Gesichtshaartransplantation

Barttransplantation: Weil wir verstehen, dass Gesichtsbehaarung als wesentlicher Bestandteil des Aussehens eines Mannes angesehen wird und manchmal genetische Faktoren wie Gesichtsalopezie die Dichte des Bartes oder des Schnurrbartes beeinflussen können. Mit den jüngsten Fortschritten in der Haartransplantationstechnologie können Sie jetzt den Bart oder Schnurrbart bekommen, von dem Sie immer geträumt haben!

Nach der Vorbereitung des Spenderbereichs und dem Aufbringen der erforderlichen Lokalanästhesie auf den Spenderbereich werden die Transplantate mit perforierten Kopfmikromotoren, die wie Stempel arbeiten, aus dem Nacken oder dem hinteren Teil des Kopfes extrahiert. Die extrahierten Follikel werden dann gesammelt und in einer Speicherflüssigkeit bei einer geeigneten Temperatur gehalten. Die Anzahl der für eine Bart- oder Schnurrbarttransplantation benötigten Haarfollikel liegt zwischen 800 und 1400 Follikeln. Dies hängt jedoch hauptsächlich vom Fall des Patienten ab und davon, ob spärliche Lücken oder große Bereiche gefüllt werden sollen. Die Haarfollikel müssen präzise in den Bartbereich transplantiert werden, um ein natürliches Aussehen zu gewährleisten. Das Haar wurde sowohl mit der FUE- als auch mit der DHI-Technik implantiert. Unsere beauftragten qualifizierten Chirurgen bemühen sich um ein natürliches Erscheinungsbild, indem sie den Winkel und die Tiefe der implantierten Follikel kontrollieren, um Ihre Zufriedenheit zu gewährleisten.

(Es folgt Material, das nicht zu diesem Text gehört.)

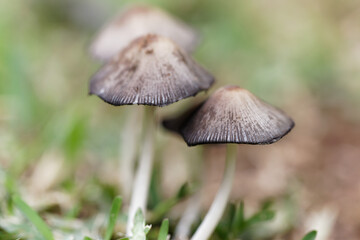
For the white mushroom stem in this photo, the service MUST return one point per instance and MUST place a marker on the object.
(143, 172)
(191, 213)
(129, 136)
(217, 208)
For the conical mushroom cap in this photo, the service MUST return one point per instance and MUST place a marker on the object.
(139, 21)
(152, 70)
(234, 115)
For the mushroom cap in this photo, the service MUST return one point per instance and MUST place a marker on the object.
(234, 115)
(138, 21)
(152, 70)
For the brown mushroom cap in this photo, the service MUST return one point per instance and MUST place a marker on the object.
(152, 70)
(138, 21)
(234, 115)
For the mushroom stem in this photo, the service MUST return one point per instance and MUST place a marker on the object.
(129, 136)
(217, 208)
(191, 213)
(143, 172)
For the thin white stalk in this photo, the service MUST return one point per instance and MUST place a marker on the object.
(129, 136)
(217, 208)
(191, 213)
(193, 206)
(143, 172)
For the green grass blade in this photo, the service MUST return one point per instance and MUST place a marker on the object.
(115, 208)
(310, 236)
(33, 217)
(164, 230)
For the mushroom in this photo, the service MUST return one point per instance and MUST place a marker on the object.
(151, 71)
(138, 21)
(231, 115)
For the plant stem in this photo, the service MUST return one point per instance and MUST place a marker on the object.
(217, 208)
(191, 213)
(143, 172)
(129, 136)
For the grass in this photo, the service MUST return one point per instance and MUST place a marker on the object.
(33, 217)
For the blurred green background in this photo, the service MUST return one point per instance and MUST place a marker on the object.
(303, 56)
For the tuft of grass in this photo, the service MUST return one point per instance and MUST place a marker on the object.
(115, 208)
(33, 217)
(310, 236)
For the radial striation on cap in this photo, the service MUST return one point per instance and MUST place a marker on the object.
(138, 21)
(152, 70)
(234, 115)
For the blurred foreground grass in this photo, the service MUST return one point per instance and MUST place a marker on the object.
(58, 147)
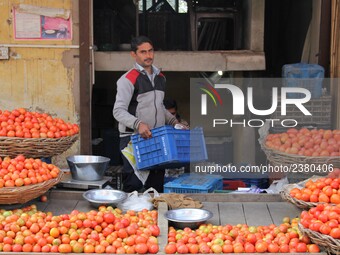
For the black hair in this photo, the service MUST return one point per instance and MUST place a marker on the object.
(170, 103)
(136, 41)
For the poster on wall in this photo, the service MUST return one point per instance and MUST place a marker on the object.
(37, 23)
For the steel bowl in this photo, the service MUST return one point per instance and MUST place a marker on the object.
(87, 167)
(98, 197)
(187, 217)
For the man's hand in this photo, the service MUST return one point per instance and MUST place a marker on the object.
(179, 125)
(144, 130)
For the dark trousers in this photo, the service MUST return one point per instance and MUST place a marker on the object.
(131, 181)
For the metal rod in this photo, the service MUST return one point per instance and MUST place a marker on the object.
(40, 46)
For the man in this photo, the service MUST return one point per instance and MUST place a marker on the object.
(171, 106)
(139, 108)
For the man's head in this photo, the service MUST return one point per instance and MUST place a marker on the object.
(171, 106)
(142, 51)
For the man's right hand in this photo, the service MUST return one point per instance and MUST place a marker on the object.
(144, 130)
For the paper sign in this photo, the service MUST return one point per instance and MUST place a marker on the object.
(34, 26)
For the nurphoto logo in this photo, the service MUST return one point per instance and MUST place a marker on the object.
(238, 104)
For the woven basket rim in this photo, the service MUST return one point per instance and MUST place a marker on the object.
(4, 138)
(23, 194)
(35, 147)
(298, 156)
(331, 244)
(299, 203)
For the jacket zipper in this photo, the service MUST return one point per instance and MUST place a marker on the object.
(154, 102)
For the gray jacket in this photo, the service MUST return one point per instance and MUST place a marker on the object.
(139, 99)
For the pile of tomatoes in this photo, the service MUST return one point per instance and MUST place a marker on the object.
(25, 124)
(324, 190)
(240, 239)
(305, 142)
(324, 218)
(106, 230)
(21, 171)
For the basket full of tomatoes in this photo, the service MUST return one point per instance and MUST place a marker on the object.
(34, 134)
(321, 225)
(318, 148)
(313, 191)
(23, 179)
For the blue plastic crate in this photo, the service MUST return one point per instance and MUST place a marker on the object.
(308, 76)
(169, 148)
(261, 183)
(194, 183)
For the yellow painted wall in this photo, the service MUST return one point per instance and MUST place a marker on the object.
(41, 79)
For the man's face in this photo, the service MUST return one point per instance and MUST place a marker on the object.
(144, 55)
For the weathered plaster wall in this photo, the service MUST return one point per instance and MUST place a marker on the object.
(41, 78)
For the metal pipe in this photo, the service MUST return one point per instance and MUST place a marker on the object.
(39, 46)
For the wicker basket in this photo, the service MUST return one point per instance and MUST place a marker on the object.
(23, 194)
(35, 147)
(280, 158)
(331, 245)
(285, 194)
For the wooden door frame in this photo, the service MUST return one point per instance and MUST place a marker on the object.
(85, 77)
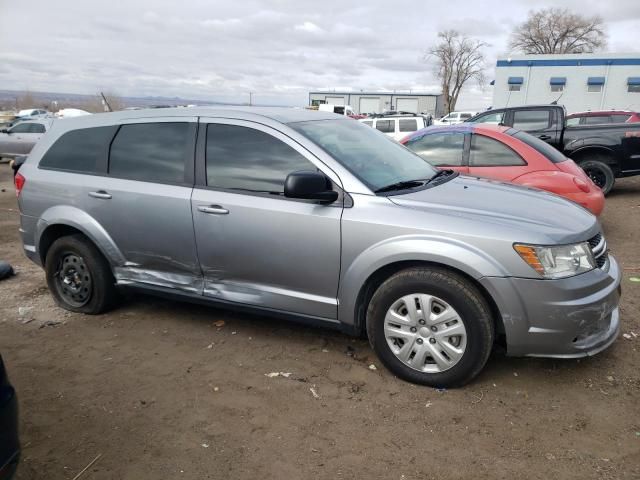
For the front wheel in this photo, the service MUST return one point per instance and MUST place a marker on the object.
(430, 326)
(600, 173)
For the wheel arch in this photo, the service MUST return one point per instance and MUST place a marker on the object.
(60, 221)
(372, 283)
(583, 154)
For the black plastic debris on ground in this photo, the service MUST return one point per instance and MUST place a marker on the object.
(6, 270)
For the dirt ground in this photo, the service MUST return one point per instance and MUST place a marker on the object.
(158, 391)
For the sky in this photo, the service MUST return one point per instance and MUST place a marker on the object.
(279, 50)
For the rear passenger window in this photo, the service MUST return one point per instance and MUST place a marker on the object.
(79, 150)
(242, 158)
(440, 149)
(487, 152)
(151, 152)
(386, 126)
(596, 119)
(529, 120)
(408, 125)
(620, 118)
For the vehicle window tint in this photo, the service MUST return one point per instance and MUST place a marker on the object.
(151, 152)
(439, 149)
(528, 120)
(494, 118)
(620, 118)
(487, 152)
(596, 119)
(386, 126)
(22, 128)
(408, 125)
(79, 150)
(540, 145)
(244, 158)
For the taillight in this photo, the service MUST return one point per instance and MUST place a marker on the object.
(581, 184)
(19, 182)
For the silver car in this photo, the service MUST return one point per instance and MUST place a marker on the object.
(321, 219)
(20, 139)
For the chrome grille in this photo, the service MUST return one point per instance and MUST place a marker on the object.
(599, 249)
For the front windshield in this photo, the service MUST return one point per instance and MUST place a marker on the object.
(375, 159)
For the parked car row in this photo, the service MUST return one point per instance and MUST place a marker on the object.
(604, 151)
(507, 154)
(335, 224)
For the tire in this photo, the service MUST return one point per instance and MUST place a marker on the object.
(599, 172)
(446, 293)
(90, 286)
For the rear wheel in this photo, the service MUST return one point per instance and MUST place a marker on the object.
(79, 277)
(430, 326)
(599, 172)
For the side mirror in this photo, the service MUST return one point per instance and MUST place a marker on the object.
(309, 185)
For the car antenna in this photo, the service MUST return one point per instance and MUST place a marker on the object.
(555, 102)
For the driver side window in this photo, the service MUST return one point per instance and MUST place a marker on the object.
(243, 158)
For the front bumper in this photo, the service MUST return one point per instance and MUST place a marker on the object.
(567, 318)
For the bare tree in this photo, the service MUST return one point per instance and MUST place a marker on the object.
(557, 30)
(459, 59)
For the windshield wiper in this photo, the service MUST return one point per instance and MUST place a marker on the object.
(440, 174)
(402, 185)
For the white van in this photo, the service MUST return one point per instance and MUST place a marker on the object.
(339, 109)
(398, 126)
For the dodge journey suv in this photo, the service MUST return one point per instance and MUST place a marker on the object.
(317, 218)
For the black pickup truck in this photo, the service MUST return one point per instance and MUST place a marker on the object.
(605, 152)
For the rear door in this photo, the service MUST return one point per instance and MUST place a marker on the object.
(143, 201)
(539, 122)
(20, 139)
(256, 246)
(444, 150)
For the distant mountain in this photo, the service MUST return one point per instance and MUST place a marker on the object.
(43, 98)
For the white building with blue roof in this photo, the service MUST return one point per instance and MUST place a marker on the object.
(580, 82)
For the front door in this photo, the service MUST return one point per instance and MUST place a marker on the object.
(255, 246)
(444, 150)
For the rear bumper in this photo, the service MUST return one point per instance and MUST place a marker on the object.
(27, 234)
(592, 201)
(567, 318)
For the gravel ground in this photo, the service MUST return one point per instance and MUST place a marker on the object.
(165, 390)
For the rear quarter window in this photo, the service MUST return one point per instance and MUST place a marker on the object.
(79, 150)
(540, 146)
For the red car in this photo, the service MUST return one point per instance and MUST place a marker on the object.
(602, 117)
(504, 153)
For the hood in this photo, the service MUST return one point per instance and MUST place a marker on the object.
(545, 216)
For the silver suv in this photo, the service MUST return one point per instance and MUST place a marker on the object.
(322, 219)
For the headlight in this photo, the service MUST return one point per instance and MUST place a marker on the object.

Gesichtshaartransplantation

Obwohl die Haartransplantation eine relativ einfache Operation ist, ist sie in einigen Fällen nicht zu empfehlen:

  • Herz-Kreislauf-Erkrankungen.
  • Diabetes mit unkontrolliertem Blutzuckerspiegel.
  • Blutviren wie HIV oder Hepatitis C.
  • Autoimmunkrankheit wie Facial Lupus Erythematosus.
  • Fehlende Spenderregion im hinteren Bereich der Kopfhaut.

Häufige Nebenwirkungen:

Durch die Verwendung von Stempeln mit sehr kleinem Durchmesser werden bei der Methode zur Extraktion follikulärer Einheiten einzelne follikuläre Einheiten entfernt, die hauptsächlich bis zu 4 Haare enthalten. Aufgrund des kleineren Durchmessers des Einschnitts, der bei dieser Technik der Haartransplantation verwendet wird, ist eine kürzere Erholung möglich. In den meisten Fällen heilen die Patienten innerhalb von 7-8 Tagen vollständig ab.

Einige wahrscheinliche Nebenwirkungen, die in den meisten Fällen Folgendes umfassen:

  • Schockverlust: Die Außenschäfte von transplantiertem Haar können in den ersten 3-4 Wochen nach der Operation abfallen. Die implantierten Wurzeln produzieren jedoch weiterhin gesunde Follikel.
  • Juckreiz, Schwellung und Unbehagen: Nach der Operation können im Spenderbereich oder auf der Stirn der Patienten Schwellungen, Juckreiz oder Unwohlsein auftreten.
  • Narben: Obwohl dies von der Hautreaktion abhängt, ist es unwahrscheinlich, dass bei der FUE-Technik Narben auftreten. Aufgrund des geringen Durchmessers der vorgenommenen Einschnitte werden Narben kaum wahrgenommen und heilen in den ersten Wochen allmählich ab.